The latest Route K toll road usage figures show overall traffic volumes are recovering from toll increases that came into effect on July 1.
Route K truck usage has recovered from the new tolls the city council introduced at the end of June, the latest figures show.
Car tolls rose from $1.50 to $2, heavy motor vehicles from $4 to $5. Twin axle trucks rose from $1.50 to $5.
Cars drivers have reacted to the 50 cent increase with volumes dropping from 4,223 in June before the toll increase took effect to 3,675 in July and 3,683 in August 2014. The car per day figures for the same three months in 2013 were 3,839, 3951 and 3959.
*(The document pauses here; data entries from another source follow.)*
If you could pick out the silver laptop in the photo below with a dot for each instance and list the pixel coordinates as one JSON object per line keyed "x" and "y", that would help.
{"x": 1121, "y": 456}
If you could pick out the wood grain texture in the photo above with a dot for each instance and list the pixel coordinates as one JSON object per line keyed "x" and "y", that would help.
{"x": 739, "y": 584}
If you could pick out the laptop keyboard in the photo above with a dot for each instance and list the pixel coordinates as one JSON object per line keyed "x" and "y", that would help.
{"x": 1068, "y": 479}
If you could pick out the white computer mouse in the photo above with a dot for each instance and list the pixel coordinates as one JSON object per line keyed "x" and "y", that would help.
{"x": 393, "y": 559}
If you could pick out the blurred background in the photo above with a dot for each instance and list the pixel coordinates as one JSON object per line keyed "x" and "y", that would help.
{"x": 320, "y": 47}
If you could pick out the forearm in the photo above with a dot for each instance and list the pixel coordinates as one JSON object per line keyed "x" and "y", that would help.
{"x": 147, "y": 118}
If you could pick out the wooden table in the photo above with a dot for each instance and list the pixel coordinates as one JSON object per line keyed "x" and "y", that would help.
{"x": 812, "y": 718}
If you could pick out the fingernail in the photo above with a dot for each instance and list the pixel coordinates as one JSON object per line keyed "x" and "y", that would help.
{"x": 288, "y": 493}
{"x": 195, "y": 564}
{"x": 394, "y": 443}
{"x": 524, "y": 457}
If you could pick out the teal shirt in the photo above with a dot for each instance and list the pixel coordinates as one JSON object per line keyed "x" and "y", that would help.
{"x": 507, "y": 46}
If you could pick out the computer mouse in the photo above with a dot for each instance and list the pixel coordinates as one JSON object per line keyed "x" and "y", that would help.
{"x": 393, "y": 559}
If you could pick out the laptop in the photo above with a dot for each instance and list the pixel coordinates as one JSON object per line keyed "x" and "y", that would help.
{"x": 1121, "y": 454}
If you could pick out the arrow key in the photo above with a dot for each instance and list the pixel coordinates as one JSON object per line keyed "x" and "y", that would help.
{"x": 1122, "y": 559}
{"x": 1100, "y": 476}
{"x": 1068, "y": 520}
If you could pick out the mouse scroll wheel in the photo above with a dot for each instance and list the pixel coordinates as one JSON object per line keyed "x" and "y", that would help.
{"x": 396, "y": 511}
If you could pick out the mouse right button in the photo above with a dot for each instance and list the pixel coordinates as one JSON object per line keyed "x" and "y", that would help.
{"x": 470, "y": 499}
Councillor Rick Curach says the monthly figures show a 14 per cent drop in the car category caused by the toll increase.
Car numbers show an average 9 per cent growth in the first six months of 2014 compared with the same six month period in 2013.
“So if the toll remained the same for July and August 2014 then the car count would have been around 135,000 - but due to the toll increase, it is down to around 114,000,” says Rick.
“Therefore the drop seen in July and Aug 2014, due to the toll increase, is actually around 15.5 per cent.”
One figure that does not reflect pre toll increase rhetoric is the twin axle truck numbers.
Their daily figures show an unexplained peak in July. Twin axle truck numbers per day went from 60 in June, to 109 in July when the toll increased, and dropped back to 54 in August. Last year’s figures over the same three months were 50, 47, and 48.
Truck Driver Sean Spalding promised a twin axle truck boycott of the new tolls, but the figures do not show that. Sean was unable to be contacted. Whether twin axle truck numbers will continue to be counted now they pay the same tolls as the three axle vehicles is not known.
Council’s Transportation Manager, Martin Parkes, says the slight decline in daily traffic volumes is broadly within the scenarios described to councillors during the Route K Toll Bylaw amendment process in February 2014.
Financial modelling at that time suggested a 10 per cent decline may occur following the toll increases, with recovery over a three-year period. Data from July and August following the toll increase indicates that full recovery may well occur within six months.
The city council’s previous classification by axle numbers allowed ten tonne trucks to pay the same as cars because they have the same number of axles, and has changed in line with the national standards which rates any vehicle requiring a class 2 licence or more as a heavy motor vehicle. Trailers are still free.